Eosinophile haben verschiedene Wirkmechanismen. Zum einen enthält ihre Granula toxische Substanzen und sie gehören zu den Zellen, die sich aktiv fortbewegen können, d.h. sie können Feinde regelrecht verfolgen. Zum anderen können sie Erreger auch phagozytieren. Ganz besonders haben sie es dabei auf Würmer und Parasiten abgesehen. Die Ausschüttung ihres toxischen Inhalts kann aber nicht nur Erreger, sondern auch körpereigene Strukturen schädigen. Beispiele hierfür sind das allergische Asthma.

Zytokine (v.a. Interleukine) forcieren die Entwicklung als auch die Aktivierung der Eosinophilen. Histamin und Leukotriene locken sie zu Entzündungsherden. V.a. IgE bewirken, dass sie ihre toxischen Inhaltsstoffe ausschütten (Exozytose). Sie spielen bei vielen Entzündungen eine Rolle, z.B. allergischen Entzündungen wie dem atopischen Ekzem, Asthma, dem CFS, bakteriellen oder parasitären Infektionen, als auch bei Autoimmunerkrankungen. Dabei bekämpfen sie nicht nur Erreger, sondern helfen auch Fibrin abzubauen, was in der Heilungsphase wichtig ist (Morgenröte der Genesung). Am besten funktionieren die Eosinophilen Granulozyten bei Fieber.

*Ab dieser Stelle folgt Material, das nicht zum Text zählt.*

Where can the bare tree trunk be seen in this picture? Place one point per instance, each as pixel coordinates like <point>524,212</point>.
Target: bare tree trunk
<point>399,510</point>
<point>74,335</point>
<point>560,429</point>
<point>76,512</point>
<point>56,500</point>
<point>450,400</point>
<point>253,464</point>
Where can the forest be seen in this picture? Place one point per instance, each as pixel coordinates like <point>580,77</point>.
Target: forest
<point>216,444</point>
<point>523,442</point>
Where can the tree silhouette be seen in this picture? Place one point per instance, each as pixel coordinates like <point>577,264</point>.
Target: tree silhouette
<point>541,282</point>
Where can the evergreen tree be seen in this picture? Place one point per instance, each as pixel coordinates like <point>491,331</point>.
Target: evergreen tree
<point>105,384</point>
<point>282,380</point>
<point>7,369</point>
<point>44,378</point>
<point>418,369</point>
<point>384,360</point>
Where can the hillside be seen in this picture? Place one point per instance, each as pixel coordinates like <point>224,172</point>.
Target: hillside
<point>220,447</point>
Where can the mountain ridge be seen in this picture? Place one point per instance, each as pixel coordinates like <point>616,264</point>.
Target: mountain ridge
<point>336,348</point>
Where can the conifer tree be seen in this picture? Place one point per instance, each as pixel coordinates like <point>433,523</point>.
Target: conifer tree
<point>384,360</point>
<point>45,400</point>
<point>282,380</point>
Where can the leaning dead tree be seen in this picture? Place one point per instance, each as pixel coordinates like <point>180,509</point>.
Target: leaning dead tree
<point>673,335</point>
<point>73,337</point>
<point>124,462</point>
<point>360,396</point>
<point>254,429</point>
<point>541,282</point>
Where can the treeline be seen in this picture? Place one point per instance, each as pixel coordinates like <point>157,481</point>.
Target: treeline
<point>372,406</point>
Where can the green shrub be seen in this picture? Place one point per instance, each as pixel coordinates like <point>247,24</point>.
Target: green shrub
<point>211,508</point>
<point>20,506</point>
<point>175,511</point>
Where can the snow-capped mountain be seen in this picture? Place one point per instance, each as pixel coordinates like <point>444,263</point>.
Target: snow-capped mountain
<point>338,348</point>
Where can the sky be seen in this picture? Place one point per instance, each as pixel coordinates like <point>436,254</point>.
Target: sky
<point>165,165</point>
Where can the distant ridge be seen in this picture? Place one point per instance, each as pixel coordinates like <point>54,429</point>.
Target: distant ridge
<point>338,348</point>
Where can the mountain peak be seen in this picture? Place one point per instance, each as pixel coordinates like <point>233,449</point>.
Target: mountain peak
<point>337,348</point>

Wann also erhöhen sich die Eosinophilen (Eosinophilie)?

- allergische Erkrankungen (v.a. IgE-vermittelte, Asthma, atopisches Ekzem, Urtikaria)
- Parasitenbefall
- Autoimmunerkrankungen (z.B. LE, Rheumatoide Arthritis, Sklerodermie, Dermatomyositis)
- Psoriasis
- Malignome (CML, Lymphome)
- Hypokortisolismus (Cortisol wirkt ANTIALLERGISCH, also senkt die Eosinophilen)
- Medikamente (z.B. ASS)
- Rekonvaleszenz (Morgenröte der Genesung)

Übrigens ist die Eosinophilie häufig mit einer Basophilie vergesellschaftet.